BOSTON -- With the Stanley Cup finals back in Boston, former Bruins coach and legendary hockey personality Don Cherry has returned to the Garden.
Cherry, better known as “Grapes”, coached the Bruins for five seasons (1974-1979) and lost in two Cup finals during his tenure in Boston. He always speaks highly of this city and this organization and that was no different Monday morning, while the Bruins conducted their morning skate in preparation for Game 3 of the Cup finals against the Chicago Blackhawks.
“I just love coming back here,” he said. “I love hearing the guys with their Boston accent. The security guy let me in my room last night after a few beers and he said, ‘Thanks for coming back, Don. We enjoy it when you’re here.’ I get a good feeling when I come here.
“Even Whitey’s having a trial. I remember him back in the day, what can I tell ya. I remember some of the FBI guys would come on the ice. [Former FBI agent] John Connolly used to come on the ice and skate with us.”
Connolly is currently serving a 40-year prison sentence for murder, racketeering and obstruction of justice, all charges stemming from his association with Bulger.
Turning his attention from the Bulger trial to the Bruins, Cherry has been impressed with Boston forward Brad Marchand.
“The funny thing is, they call him a ‘pest’ but he’s not a pest, he’s a hockey player that’s a little dirty. Maybe [a lot] dirty, but he’s good,” Cherry said. “But he’s not, for sure, he’s not a pest. A pest is a guy who maybe gets four or five goals and gets on the fourth line and stuff like that. He’s my type of guy. He reminds me of Kenny Linesmen, the Rat. Let’s start calling him ‘Rat Junior.’”
After the skate, Marchand was all smiles when told of Cherry’s comments.

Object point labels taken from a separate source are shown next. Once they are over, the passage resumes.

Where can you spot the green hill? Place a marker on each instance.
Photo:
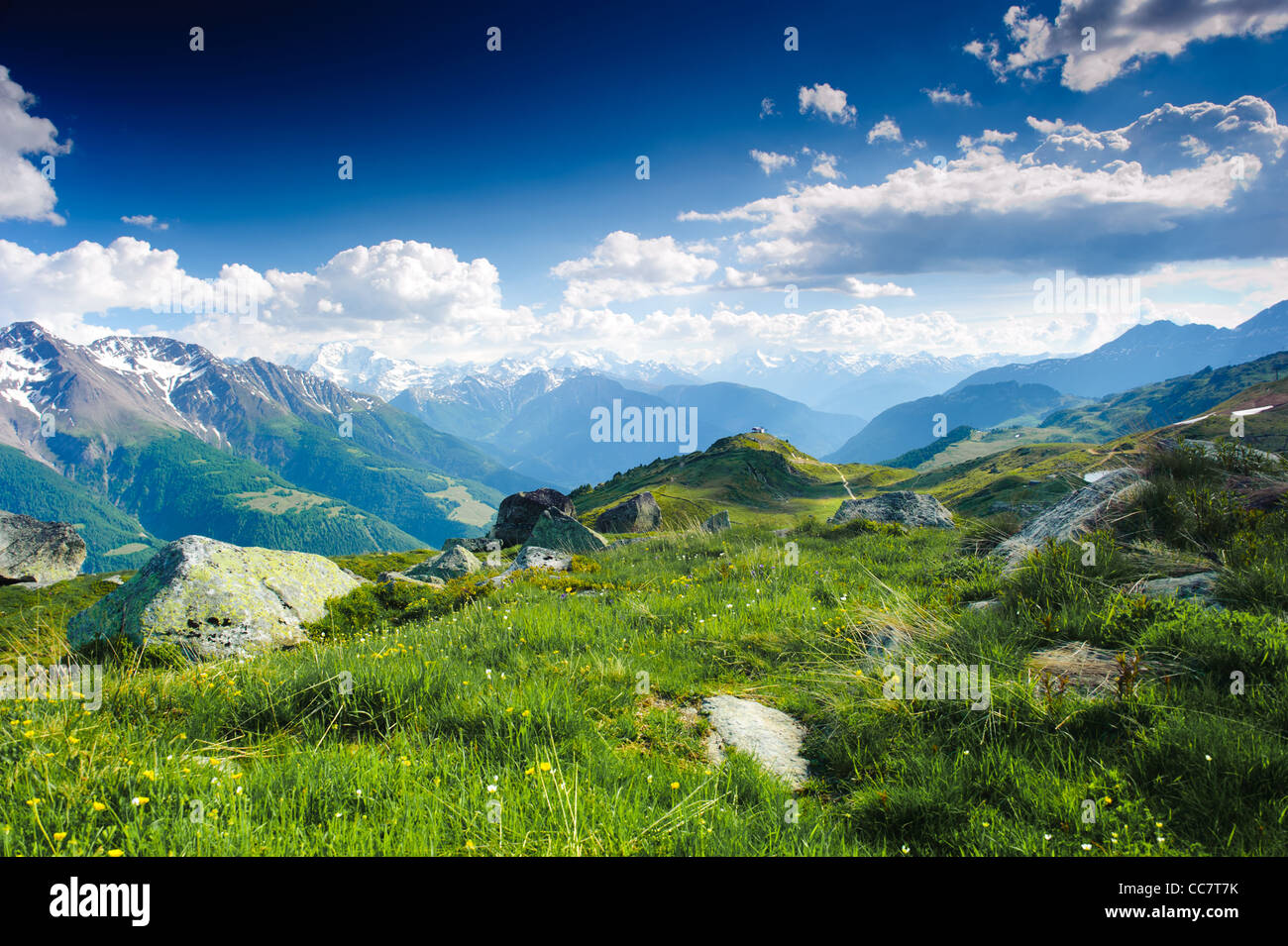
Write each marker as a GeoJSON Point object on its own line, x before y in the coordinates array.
{"type": "Point", "coordinates": [756, 476]}
{"type": "Point", "coordinates": [114, 540]}
{"type": "Point", "coordinates": [1163, 403]}
{"type": "Point", "coordinates": [178, 485]}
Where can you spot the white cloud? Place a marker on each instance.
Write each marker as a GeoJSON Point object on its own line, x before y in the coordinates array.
{"type": "Point", "coordinates": [625, 267]}
{"type": "Point", "coordinates": [1083, 200]}
{"type": "Point", "coordinates": [870, 289]}
{"type": "Point", "coordinates": [149, 222]}
{"type": "Point", "coordinates": [945, 97]}
{"type": "Point", "coordinates": [885, 130]}
{"type": "Point", "coordinates": [772, 161]}
{"type": "Point", "coordinates": [828, 102]}
{"type": "Point", "coordinates": [25, 192]}
{"type": "Point", "coordinates": [824, 163]}
{"type": "Point", "coordinates": [1125, 35]}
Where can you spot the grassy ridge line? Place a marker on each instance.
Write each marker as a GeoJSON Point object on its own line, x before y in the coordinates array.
{"type": "Point", "coordinates": [758, 476]}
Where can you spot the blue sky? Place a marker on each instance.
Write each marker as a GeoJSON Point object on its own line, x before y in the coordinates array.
{"type": "Point", "coordinates": [505, 172]}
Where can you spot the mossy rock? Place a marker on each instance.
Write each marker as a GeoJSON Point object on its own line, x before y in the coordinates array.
{"type": "Point", "coordinates": [214, 600]}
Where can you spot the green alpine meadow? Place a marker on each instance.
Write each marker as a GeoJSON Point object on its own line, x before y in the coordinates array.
{"type": "Point", "coordinates": [774, 430]}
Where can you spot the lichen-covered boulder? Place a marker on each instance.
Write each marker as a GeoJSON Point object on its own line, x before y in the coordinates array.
{"type": "Point", "coordinates": [638, 514]}
{"type": "Point", "coordinates": [519, 512]}
{"type": "Point", "coordinates": [914, 510]}
{"type": "Point", "coordinates": [537, 558]}
{"type": "Point", "coordinates": [455, 563]}
{"type": "Point", "coordinates": [563, 533]}
{"type": "Point", "coordinates": [38, 553]}
{"type": "Point", "coordinates": [215, 600]}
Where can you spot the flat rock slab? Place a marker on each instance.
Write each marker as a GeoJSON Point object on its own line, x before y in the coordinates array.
{"type": "Point", "coordinates": [1076, 514]}
{"type": "Point", "coordinates": [1197, 585]}
{"type": "Point", "coordinates": [914, 510]}
{"type": "Point", "coordinates": [768, 735]}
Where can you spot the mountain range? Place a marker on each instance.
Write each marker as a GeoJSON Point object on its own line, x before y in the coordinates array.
{"type": "Point", "coordinates": [1149, 353]}
{"type": "Point", "coordinates": [252, 452]}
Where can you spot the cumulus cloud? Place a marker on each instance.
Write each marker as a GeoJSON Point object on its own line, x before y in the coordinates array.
{"type": "Point", "coordinates": [885, 130]}
{"type": "Point", "coordinates": [419, 297]}
{"type": "Point", "coordinates": [625, 267]}
{"type": "Point", "coordinates": [1095, 201]}
{"type": "Point", "coordinates": [1094, 42]}
{"type": "Point", "coordinates": [870, 289]}
{"type": "Point", "coordinates": [823, 164]}
{"type": "Point", "coordinates": [945, 97]}
{"type": "Point", "coordinates": [772, 161]}
{"type": "Point", "coordinates": [828, 102]}
{"type": "Point", "coordinates": [147, 222]}
{"type": "Point", "coordinates": [25, 192]}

“Yeah, it’s definitely a big compliment,” Marchand said. “He’s obviously a legend, especially in Canada. Growing up we’d always watch him and I never thought he’d be saying my name, so it’s definitely a big compliment.”
While everyone has focused on the Bruins’ come-from-behind win against the Toronto Maple Leafs in Game 7 of the quarterfinals as the turning point for Boston in the playoffs, Cherry believes it was the Bruins’ Milan Lucic's transformation earlier in that game, which proved crucial to Boston’s win.
“He’s the guy who turned the whole thing around,” Cherry said. “They were losing 2-1 at the time and when [Maple Leafs' Dion] Phaneuf took the swing at him and he turned back and confronted Phaneuf and Phaneuf backed down and [Lucic] got a [roughing] penalty. If you remember, in the penalty box Lucic went a little nuts and he turned into Lucic. I have to tell you, he really wasn’t doing much until then and then he turned into a monster. He turned the whole series around, as far as I’m concerned.”